At a reception given by the Chinese Embassy in London on the evening before the party of teachers flew back to China, Wang Peizhen spoke on behalf of all the Shanghai teachers. It was a speech that moved the whole room, and one that perfectly encapsulated the month-long professional and personal experience of all teachers—from the East and the West—who’d participated in this first wave of the teacher exchange.
- - - - -
Good evening, ladies and gentlemen.
My name is Wang Peizhen. I am a teacher from Shanghai, China. I teach maths at Pingliang Rd. No.3 Primary School. I am honoured to make this speech, as a representative of the 29 teachers from Shanghai.
First of all, I would like to thank Mr. Nick Gibb M.P. Minister of State for School Reform, also Mr. Shen Yang, Minister Counsellor at the Embassy of the Peoples Republic of China.
On behalf of all the Shanghai teachers, I thank the National College and NCETM for inviting us to be part of this project. Sincere thanks go to Shanghai Municipal Education Commission and the project team at Shanghai Normal University.
I am sure that my colleagues would want me to thank the Principals of our own schools, who are supporting us in this work. On behalf of CAI Junaquin and myself, we extend our thanks to Martina McCollom, Lucy Ashley and Catherine Guy; our project partners at St. Augustines School, Darlington and St. Gregory’s School, Stockton. Thank you also to the Archimedes Maths Hub at Carmel College. Everyone has been so welcoming and helpful. All of them are family.
During the past month in England, I fell deeply in love with this country. I saw the blue sky and soft clouds, I liked the Gothic architecture here, I have met many kind people and polite drivers. I particularly liked Mr.& Mrs.Lollipop, helping children to safely cross the roads. Everything is peaceful and everyone looks friendly.
As a teacher, I have particularly loved meeting and working with the students in our partner schools. I have met so many lovely students. They are the best. And it was a lovely surprise for me when they greeted me by saying “NIHAO” which means “hello” in Chinese. The children are happy in school and enjoy their learning. I can feel their passion for studying and their aspiration for knowledge.
I would also like to talk about my teacher colleagues from the UK and some ways in which Primary Education here is different to the Chinese system. In UK Primary schools, one teacher teaches all of the subjects in his/her class. They do all the teaching and preparation work, often by themselves.

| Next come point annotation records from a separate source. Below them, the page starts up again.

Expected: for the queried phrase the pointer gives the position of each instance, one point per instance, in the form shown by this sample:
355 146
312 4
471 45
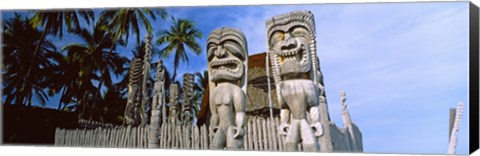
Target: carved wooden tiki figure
132 114
227 70
291 44
158 104
174 97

This is a huge challenge for the teachers, especially for the young teachers who are new to the profession. It not only requires a lot of time and energy, but also a very professional approach and very broad subject knowledge.
In the past three weeks, we have discussed many different aspects of Maths teaching, such as lesson structure、variation in exercises、writeboard design、methods of evaluation, and so on. These discussions have been similar to the Teaching Research Activity in Shanghai. We believe this exchange of knowledge, practice and ideas, will have a very beneficial effect on teaching both in the UK and in China.
The 29 members of our Shanghai team have worked very hard in the last 3 weeks. We have prepared the lessons every day, worked until midnight writing teaching plan and making PowerPoints for our Schools. Each lesson has been specially designed for English students. Although some of our teachers were ill for during the visit and sometimes felt very tired from all their hard work, it has all been a worthwhile and we are proud of the improvements that we have seen in the students’ Maths learning.
Now we are coming to the end of our exchange and we must say goodbye to this fascinating country. But that does not mean that all our work together is done. There is a lot more for us all to do. In the future, we will have more topics to discuss, and more projects to research together. In this information era, distance is no longer a problem and we can look forward to maintaining strong links with our UK partners.
This exchange will continue to be a wonderful and memorable experience for all of us. I will cherish the memory of my visit here as long as I live. I would like to thank everyone again. Thank you, UK. Thank you, China. Thank you, my friends, my family. Thank you so much.